Titanik Rıfkı: Merhaba öncelikle “barış için verilen her mücadele kutsaldır” diyor, Mete Bey size kolaylıklar diliyorum. Öncelikle teşekkür ederim, röportaj teklifimizi kabul ettiniz.
Mete Unutur: Sağ olun, Rıfkı Bey… Bu topraklarda farklı renklere sahip toplumlar olarak barış içinde yüzlerce, binlerce yıl yaşadık, bundan sonra da yaşayalım diyoruz. Bunun için yollara düştük.
Titanik Rıfkı: Çok doğru diyorsunuz.
Mete Unutur: Mesela barış... Ermeniler, Kürtler…
Madam Çela: Öhö
Mete Unutur: Sonra Aleviler…
Madam Çela: Öhöh!
Titanik Rıfkı: İyi misiniz Madam Çela?
Madam Çela: İyiyim paşam, boğazıma bir şey kaçtı. Siz devam edin…
Titanik Rıfkı: Evet nerde kalmıştık… Mete Bey en son Aleviler demiştiniz…
Mete Unutur: Mesela... Ezidiler.
Madam Çela: Öhöööh
Mete Unutur: Sonra Hıristiyanlar ve Ateistler…
Madam Çela: Öhöhöh ama ya be!

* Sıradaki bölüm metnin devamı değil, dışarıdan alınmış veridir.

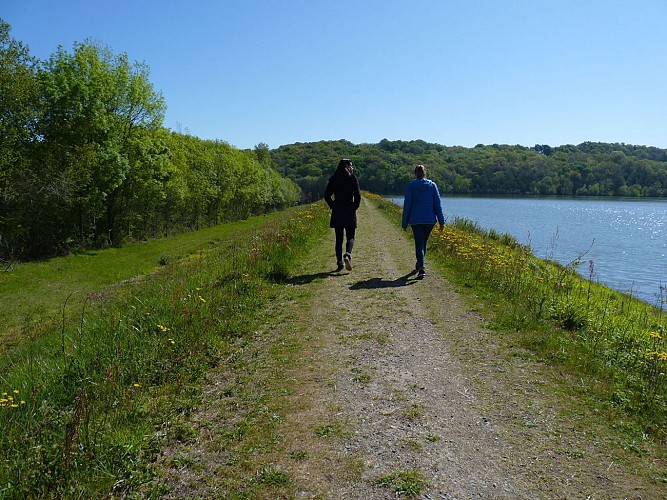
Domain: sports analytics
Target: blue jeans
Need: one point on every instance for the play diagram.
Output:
(421, 233)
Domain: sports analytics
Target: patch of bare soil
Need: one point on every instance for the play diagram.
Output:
(394, 375)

Si vallahi bi gelemedi!
Titanik Rıfkı: Nooldu Madam Çela?
Madam Çela: Torun diyorum, bir gelemedi ziyaretime bu yaz. Siz devam edin.
Mete Unutur: İşte bu topraklarda yaşayan Çerkez, Rum, Arap…
Madam Çela: Ayde gelecek galeba…
Mete Unutur: Mu... Mu... Mu..
Madam Çela: Aha sayacak bizi!
Mete Unutur: Muhacirler!!!!!
Madam Çela: Ade be!
Titanik Rıfkı: Nooldu madam Çela?
Madam Çela: Yok öyle kendi kendime be novyolar söyleniyorum.
Titanik Rıfkı: Neyse nerde kalmıştınız? Sayıyordunuz…
Mete Unutur: Arnavut ve Çerkezler... Araplar... Barış içinde...
Madam Çela: İçinde içinde ne içinde?
Titanik Rıfkı: Haydaaa yine ne oldu Madam Çela?
Madam Çela: Yok diyorum ki ‘we are not invited to the wedding…’ Davetli diiliz... Madam Palaçi'nin torunun düğününe… Sizle alakası yok devam paşam.
Titanik Rıfkı: Düğün demişken bu topraklarda yaşamış bir grubu unuttuk sanırım.
Mete Unutur: Evet evet! Ah nasıl unuttuk?
Madam Çela: Aha para bueno hele şükür..
Mete Unutur: Buldum?!
Madam Çela: Ade bul, şükür be para bueno.
Mete Unutur: Süryaniler!!!
Madam Çela:.....
Mete Unutur: Hay aklına bin yaşa Titanik Rıfkı, iyi ki hatırlattın.
Madam Çela: Peeh...
Mete Unutur: Evet, gelelim dünya görüşümüze.
Madam Çela: Adyodyodyodyodyo
Titanik Rıfkı: Hayırdır Çela Hanım? O ne demek?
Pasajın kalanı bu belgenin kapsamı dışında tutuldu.